Numa atmosfera de decadência de seriedade entre políticos que tão pouco se respeitam e bem menos prezam pelo sacrifício dos cidadãos tributados, um Mujica incomoda pela forma como aborda a necessidade de mudança, de que se refaçam as teias de comando, os governos, as administrações públicas tão estilhadas pela pólvora da corrupção, da venalidade.

Quando indagado sobre o porquê de ser tão aceito, querido, quando no “mundo inteiro há uma crise de representatividade de figuras e partidos políticos”, ele apenas afirmou que “uma explicação simples é que a república apareceu no mundo para negar o direito divino da monarquia e o direito de sangue da nobreza. A república veio para dizer que, basicamente, todos os homens são iguais. E que, como tal, temos as mesmas possibilidades e os mesmos direitos. Porém, dentro da república, se repetem algumas ações que são de outra época. Então, a presidência tende a se assemelhar um pouquinho à monarquia: tem o tapete vermelho, tem uma corte, tem um mecanismo que a cerca. E isso é um incentivo para o presidente e a alta hierarquia do Estado viverem – sem se dar conta – de forma diferente de como vive a maioria daqueles que eles lideram.

Desta forma, cria-se uma distância. Começam a viver como a minoria, como a minoria privilegiada. E essa distância, no modo de viver, nos costumes e das relações, o povo as nota, o povo as percebe quase que subjetivamente. Começa o descrédito e o “não acreditar” [nas instituições políticas]. Isso é muito perigoso, porque o homem é um animal utópico. No DNA do homem, está inscrita a necessidade de acreditar em algo. E prosseguiu: – Por que lhes digo isso? Em todas as cidades, em todas as épocas, em algum momento, os homens inventaram alguma religião para crer – e não há utopia maior que a religião.
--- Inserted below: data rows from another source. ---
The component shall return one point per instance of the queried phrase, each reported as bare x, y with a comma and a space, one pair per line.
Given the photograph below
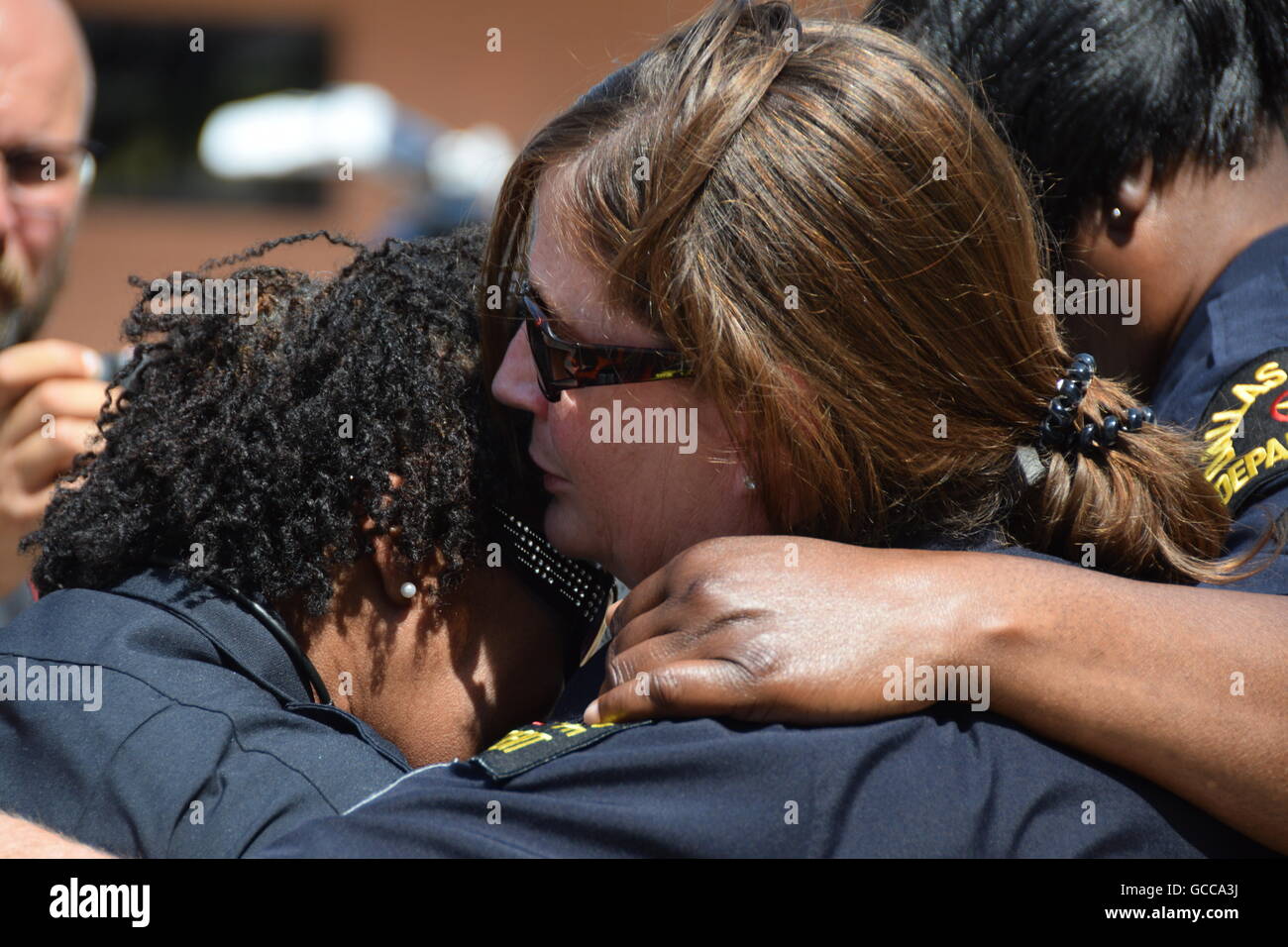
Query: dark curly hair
269, 444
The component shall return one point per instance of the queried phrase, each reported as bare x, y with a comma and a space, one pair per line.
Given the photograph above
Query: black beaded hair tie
1057, 431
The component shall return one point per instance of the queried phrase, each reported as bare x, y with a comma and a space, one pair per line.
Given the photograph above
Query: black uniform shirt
948, 783
1228, 376
198, 737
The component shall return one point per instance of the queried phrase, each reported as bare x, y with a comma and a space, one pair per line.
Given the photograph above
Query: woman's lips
549, 479
552, 483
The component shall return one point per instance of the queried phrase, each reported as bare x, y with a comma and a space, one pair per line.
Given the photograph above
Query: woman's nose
515, 382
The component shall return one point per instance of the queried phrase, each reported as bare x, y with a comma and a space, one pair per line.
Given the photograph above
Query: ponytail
1140, 508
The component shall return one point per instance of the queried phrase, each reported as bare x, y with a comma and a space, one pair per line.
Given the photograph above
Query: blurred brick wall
429, 53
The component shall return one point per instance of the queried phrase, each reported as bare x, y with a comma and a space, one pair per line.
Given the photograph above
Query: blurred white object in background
291, 134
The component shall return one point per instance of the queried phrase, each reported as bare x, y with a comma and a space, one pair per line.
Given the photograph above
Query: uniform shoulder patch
1245, 431
529, 746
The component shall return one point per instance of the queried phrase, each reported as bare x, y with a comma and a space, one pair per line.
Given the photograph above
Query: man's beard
21, 320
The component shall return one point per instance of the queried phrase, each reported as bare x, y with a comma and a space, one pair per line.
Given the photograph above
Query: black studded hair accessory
1057, 431
579, 591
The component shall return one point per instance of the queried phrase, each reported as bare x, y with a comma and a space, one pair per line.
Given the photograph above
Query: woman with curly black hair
316, 464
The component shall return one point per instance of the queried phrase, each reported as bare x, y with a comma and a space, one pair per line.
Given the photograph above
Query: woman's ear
1129, 200
395, 578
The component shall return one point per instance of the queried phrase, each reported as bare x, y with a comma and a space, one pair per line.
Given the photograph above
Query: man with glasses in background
47, 91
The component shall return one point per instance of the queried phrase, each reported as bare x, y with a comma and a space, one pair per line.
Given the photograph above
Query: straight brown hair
835, 236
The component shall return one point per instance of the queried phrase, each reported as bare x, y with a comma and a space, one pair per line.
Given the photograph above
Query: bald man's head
46, 99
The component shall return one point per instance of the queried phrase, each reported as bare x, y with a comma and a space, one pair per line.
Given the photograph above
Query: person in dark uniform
1158, 137
898, 322
267, 599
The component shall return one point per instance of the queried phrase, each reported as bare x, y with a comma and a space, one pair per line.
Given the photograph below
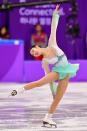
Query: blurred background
23, 27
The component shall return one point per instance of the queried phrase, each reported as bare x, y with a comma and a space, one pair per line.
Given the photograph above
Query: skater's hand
57, 9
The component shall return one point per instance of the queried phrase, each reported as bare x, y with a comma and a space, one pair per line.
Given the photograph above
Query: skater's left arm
54, 24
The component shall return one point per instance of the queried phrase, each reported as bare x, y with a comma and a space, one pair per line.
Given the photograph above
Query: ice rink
25, 112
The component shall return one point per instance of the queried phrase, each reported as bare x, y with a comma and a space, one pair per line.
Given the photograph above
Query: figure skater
62, 70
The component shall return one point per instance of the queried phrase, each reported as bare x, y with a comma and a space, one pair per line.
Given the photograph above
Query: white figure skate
49, 123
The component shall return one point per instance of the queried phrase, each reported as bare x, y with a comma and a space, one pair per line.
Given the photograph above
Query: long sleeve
54, 24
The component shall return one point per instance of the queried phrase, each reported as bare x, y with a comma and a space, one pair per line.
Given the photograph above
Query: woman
62, 70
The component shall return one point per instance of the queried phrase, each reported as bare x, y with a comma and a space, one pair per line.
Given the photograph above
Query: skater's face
36, 51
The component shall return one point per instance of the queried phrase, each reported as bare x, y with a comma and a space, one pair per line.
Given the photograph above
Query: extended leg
59, 94
52, 76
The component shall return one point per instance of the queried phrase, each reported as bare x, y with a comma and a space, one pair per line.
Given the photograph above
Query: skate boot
48, 122
19, 90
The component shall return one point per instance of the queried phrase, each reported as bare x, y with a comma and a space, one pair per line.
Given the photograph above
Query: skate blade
49, 125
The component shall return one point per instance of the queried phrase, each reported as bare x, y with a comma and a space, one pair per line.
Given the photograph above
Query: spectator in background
39, 38
4, 33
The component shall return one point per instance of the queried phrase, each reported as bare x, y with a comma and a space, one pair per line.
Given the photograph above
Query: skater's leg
59, 94
52, 76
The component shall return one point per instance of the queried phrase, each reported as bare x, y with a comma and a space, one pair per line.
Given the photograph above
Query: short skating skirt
63, 68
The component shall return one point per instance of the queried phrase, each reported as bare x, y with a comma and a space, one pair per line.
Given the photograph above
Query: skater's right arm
45, 66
Isso você vai encontrar em todos as partes do mundo e em todas as épocas.

(…)

Creio que privilegiamos demais a ideia de que a troca material determina a mudança do homem e não temos dado o papel devido à cultura e aos costumes nessa batalha. Até podemos ter um pensamento socialista ou socializante, porém, seguimos tendo uma cultura de conduta capitalista, da qual não damos conta. Nesse terreno, a disputa não está estabelecida, então nos movemos em uma sociedade de mercado e aqueles que estão contra isso, estão contra apenas do ponto de vista conceitual, pois suas vidas estão [nesse sistema] como se fosse em uma teia de aranha. Se você tem filhos, mas seus filhos veem que seus amigos ganharam brinquedos novos, isso vai te pressionar. Sobre o fato de o considerarem um “Presidente pobre” ele destacou que não era, e sim, apenas “sóbrio” na forma de vida, pois pobre “é quem precisa de muito. Esse é pobre. Levo minha vida como na definição de Sêneca.”

Quando indagado sobre o culto a sua imagem, ele respondeu que hoje, na sociedade, tudo tendia a ser midiático, pelo menos o que era diferente, de forma que isso chegou a se difundir porque seu comportamento era distinto em relação ao que fazem os outros, então, isso chamava a atenção, no entanto, considerou que isso podia ser muito perigoso, se alguém passasse a levar a sério e acreditar que poderia tirar vantagem disso. Na realidade, isso refletia um problema que estava ocorrendo no mundo em que quando se encontra um tipo raro que se torna presidente, mas vive como vive a parte maior de seu povo. Isso chama a atenção e se torna uma doença. O que deveria chamar a atenção é como vivem os outros, porque isso não é republicano, isso é de sociedade aristocrática.